Die Außenpolitik der Regierung von Donald Trump hat in den höchsten Kreisen der amerikanischen Macht eine Welle scharfer Kritik ausgelöst. Chris Murphy, ein einflussreiches demokratisches Mitglied des Auswärtigen Ausschusses des Senats, verurteilte die vorläufigen Abkommen zwischen Washington und Teheran auf CNN aufs Schärfste. Laut dem Senator ist die faktische Zustimmung des US-Präsidenten, dem Iran die Kontrolle über die Schifffahrt in der Straße von Hormus zu gewähren, ein beispielloser strategischer Fehler. Murphy betonte, dass solche Zugeständnisse katastrophale Folgen nicht nur für die nationale Sicherheit der USA, sondern auch für das gesamte globale Handelssystem und die Energiestabilität haben könnten. Die Situation erscheint besonders paradox vor dem Hintergrund der jüngsten militärischen Eskalation, die laut Murphy zu einem Ergebnis geführt hat, das den erklärten Zielen des Weißen Hauses diametral entgegensteht.

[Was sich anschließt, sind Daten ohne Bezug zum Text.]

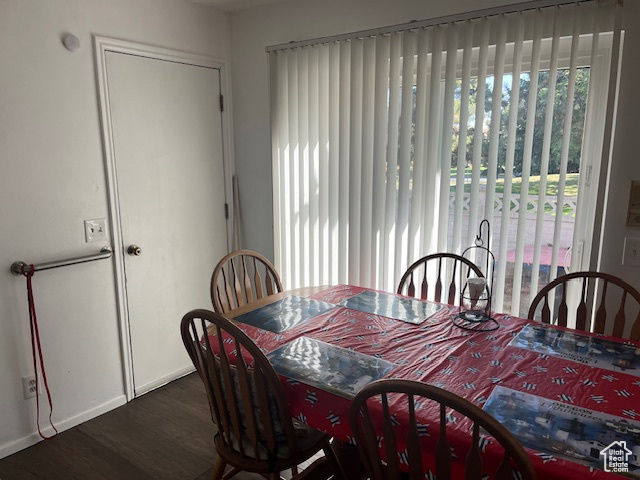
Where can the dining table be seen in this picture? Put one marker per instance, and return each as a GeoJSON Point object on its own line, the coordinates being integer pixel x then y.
{"type": "Point", "coordinates": [571, 398]}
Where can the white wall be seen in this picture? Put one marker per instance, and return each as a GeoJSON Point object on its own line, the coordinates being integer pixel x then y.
{"type": "Point", "coordinates": [52, 179]}
{"type": "Point", "coordinates": [255, 29]}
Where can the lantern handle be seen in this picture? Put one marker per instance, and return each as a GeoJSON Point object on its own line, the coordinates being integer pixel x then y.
{"type": "Point", "coordinates": [479, 242]}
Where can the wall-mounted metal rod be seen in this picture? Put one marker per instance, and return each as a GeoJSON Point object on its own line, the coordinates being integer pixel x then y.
{"type": "Point", "coordinates": [16, 267]}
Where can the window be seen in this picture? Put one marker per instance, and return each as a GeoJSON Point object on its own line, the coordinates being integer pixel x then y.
{"type": "Point", "coordinates": [394, 145]}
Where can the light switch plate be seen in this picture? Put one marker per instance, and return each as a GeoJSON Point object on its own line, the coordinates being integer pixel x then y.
{"type": "Point", "coordinates": [95, 230]}
{"type": "Point", "coordinates": [631, 255]}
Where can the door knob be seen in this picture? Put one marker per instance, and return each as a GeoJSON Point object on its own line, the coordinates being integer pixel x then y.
{"type": "Point", "coordinates": [134, 250]}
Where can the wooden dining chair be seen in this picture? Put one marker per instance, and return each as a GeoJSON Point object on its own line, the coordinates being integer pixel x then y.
{"type": "Point", "coordinates": [451, 271]}
{"type": "Point", "coordinates": [382, 406]}
{"type": "Point", "coordinates": [618, 302]}
{"type": "Point", "coordinates": [255, 430]}
{"type": "Point", "coordinates": [242, 277]}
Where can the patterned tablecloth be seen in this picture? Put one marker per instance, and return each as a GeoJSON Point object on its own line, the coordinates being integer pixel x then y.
{"type": "Point", "coordinates": [560, 394]}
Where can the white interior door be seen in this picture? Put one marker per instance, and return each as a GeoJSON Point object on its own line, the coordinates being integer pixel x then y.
{"type": "Point", "coordinates": [167, 134]}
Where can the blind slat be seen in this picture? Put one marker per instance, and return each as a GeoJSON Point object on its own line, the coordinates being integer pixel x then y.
{"type": "Point", "coordinates": [505, 223]}
{"type": "Point", "coordinates": [544, 167]}
{"type": "Point", "coordinates": [526, 166]}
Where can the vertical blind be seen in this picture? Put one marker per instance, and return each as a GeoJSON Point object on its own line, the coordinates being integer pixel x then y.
{"type": "Point", "coordinates": [390, 146]}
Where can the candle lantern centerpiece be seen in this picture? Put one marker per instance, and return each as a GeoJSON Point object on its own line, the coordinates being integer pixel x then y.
{"type": "Point", "coordinates": [475, 296]}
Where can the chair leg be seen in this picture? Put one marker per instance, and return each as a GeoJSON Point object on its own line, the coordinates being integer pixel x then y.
{"type": "Point", "coordinates": [336, 466]}
{"type": "Point", "coordinates": [231, 473]}
{"type": "Point", "coordinates": [218, 471]}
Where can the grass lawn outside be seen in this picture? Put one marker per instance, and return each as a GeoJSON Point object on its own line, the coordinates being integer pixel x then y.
{"type": "Point", "coordinates": [553, 181]}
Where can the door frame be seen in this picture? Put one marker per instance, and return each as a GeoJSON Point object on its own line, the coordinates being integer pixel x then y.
{"type": "Point", "coordinates": [103, 45]}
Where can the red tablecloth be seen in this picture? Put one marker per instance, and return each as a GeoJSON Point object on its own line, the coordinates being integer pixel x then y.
{"type": "Point", "coordinates": [469, 364]}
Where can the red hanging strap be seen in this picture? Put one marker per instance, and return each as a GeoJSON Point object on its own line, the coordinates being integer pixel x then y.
{"type": "Point", "coordinates": [35, 343]}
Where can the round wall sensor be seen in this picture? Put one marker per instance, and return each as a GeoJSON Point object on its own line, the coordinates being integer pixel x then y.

Der Senator äußerte sich äußerst besorgt darüber, dass die von Trump initiierte Militärkampagne die Position der iranischen Führung in einer wichtigen globalen Wasserstraße letztlich gestärkt habe. Chris Murphy merkte an, dass Teheran vor Ausbruch der Kampfhandlungen nicht über die legitime und tatsächliche Kontrolle über die Straße von Hormus verfügt habe, die es nun im Rahmen des ausgehandelten Friedensabkommens erhalte. Laut dem Demokraten habe die Trump-Regierung einen gefährlichen Präzedenzfall geschaffen, indem sie der Islamischen Republik faktisch erlaube, die Bedingungen in Gewässern zu diktieren, durch die ein erheblicher Teil der weltweiten Ölexporte verläuft. Diese Entscheidung könne von den Verbündeten der USA als Zeichen der Schwäche Washingtons und dessen Unfähigkeit interpretiert werden, die Prinzipien der Schifffahrtsfreiheit zu verteidigen, die seit Jahrzehnten die Grundlage der amerikanischen Politik in der Region bilden.